Saturday, April 21, 2007

The Worst Director Ever

I am, by far, the worst director I ever worked with: Slow-witted, indecisive, obsessed with visual impact, prone to impromptu, irrelevant exercises and anecdotes. I have given actors notes to "act more boldly" and "prefigure the next event without hinting." I do not establish boundaries. I do not create a safety net for the actors, or anyone else. I can take three weeks to block a ninety-minute show, then block the final 2/3 in two hours, with a stage manager at my side, shouting: "Act One, Scene Five---Go! Come on... Act Two, Scene Two---Go!"

My worst quality as a director is my tendency to agree, basically, with everyone. This doesn't require any effort from me, which is probably why it happens so often. I find almost everyone fascinating. I listen, and listen. I am not feigning interest. My thrall is genuine.

This article is misleading.

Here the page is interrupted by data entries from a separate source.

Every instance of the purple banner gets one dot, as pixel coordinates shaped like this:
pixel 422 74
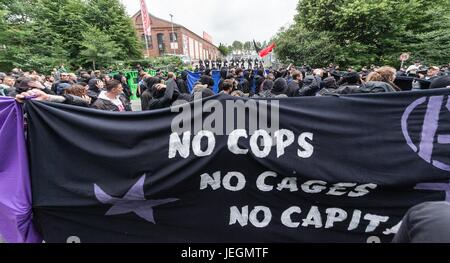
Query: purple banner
pixel 15 191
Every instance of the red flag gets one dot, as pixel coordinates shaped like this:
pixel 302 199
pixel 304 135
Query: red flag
pixel 146 19
pixel 267 50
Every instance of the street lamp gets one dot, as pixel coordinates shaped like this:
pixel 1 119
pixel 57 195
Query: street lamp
pixel 173 35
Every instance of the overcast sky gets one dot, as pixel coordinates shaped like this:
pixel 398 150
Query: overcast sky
pixel 224 20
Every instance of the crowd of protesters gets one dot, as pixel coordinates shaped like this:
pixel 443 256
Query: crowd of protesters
pixel 98 90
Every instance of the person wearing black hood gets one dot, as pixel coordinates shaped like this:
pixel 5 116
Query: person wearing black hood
pixel 27 84
pixel 311 86
pixel 259 79
pixel 266 87
pixel 223 77
pixel 163 95
pixel 147 95
pixel 126 89
pixel 280 88
pixel 182 83
pixel 206 79
pixel 294 85
pixel 95 88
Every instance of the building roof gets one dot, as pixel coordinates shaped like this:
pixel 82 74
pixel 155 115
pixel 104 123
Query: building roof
pixel 175 25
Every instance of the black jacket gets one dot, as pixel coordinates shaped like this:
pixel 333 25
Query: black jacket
pixel 106 105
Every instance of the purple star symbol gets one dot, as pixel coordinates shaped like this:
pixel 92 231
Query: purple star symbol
pixel 133 202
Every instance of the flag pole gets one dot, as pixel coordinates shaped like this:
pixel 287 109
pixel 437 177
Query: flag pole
pixel 146 44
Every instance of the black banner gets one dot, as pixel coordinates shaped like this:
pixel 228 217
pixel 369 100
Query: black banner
pixel 328 169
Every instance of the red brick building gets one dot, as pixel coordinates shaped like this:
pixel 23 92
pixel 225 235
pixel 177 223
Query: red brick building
pixel 184 41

I should say: was, gave, did not, did not, took, blocked, was, didn't, happened. The rest still applies in the present tense. I stopped directing in 1995, immediately after I worked on one of my own plays, called Feasting, about a rodent infestation in a village. Some villagers saw the rats as a sign of moral decay and industrial filth, while others were being absorbed into a cult. At the center of the cult were a brother and sister team of rat catchers with a mystical and visceral connection to their prey.

My direction brought forth none of the above. As far as possible, my direction obscured the characters' intentions and muddied the themes so that one critic proclaimed the play to be about the exact opposite of the script's aim. In the play I wanted to portray the hysteria that forms in a distinct pattern around the debut of new technology. I wanted to show the emergence of superstition when leaps in technology leave large portions of the population stranded between ways of life.

My director did not begin to demonstrate any of this! And since I have not read the play in ten years, I wonder if it ever contained or suggested any of those ideas at all. Maybe, like a couple of Nicholas Roeg films, it has come to seem more glamorous and clever than it was, as it recedes into the mist of memory. Maybe the play wasn't brilliant or even bright. But I wish I'd seen the first production, with all the same actors, directed by someone besides that no-name idiot who wrecked my show.

(The Rat Catcher and His Dogs, by Thomas Woodward 1801-1852.)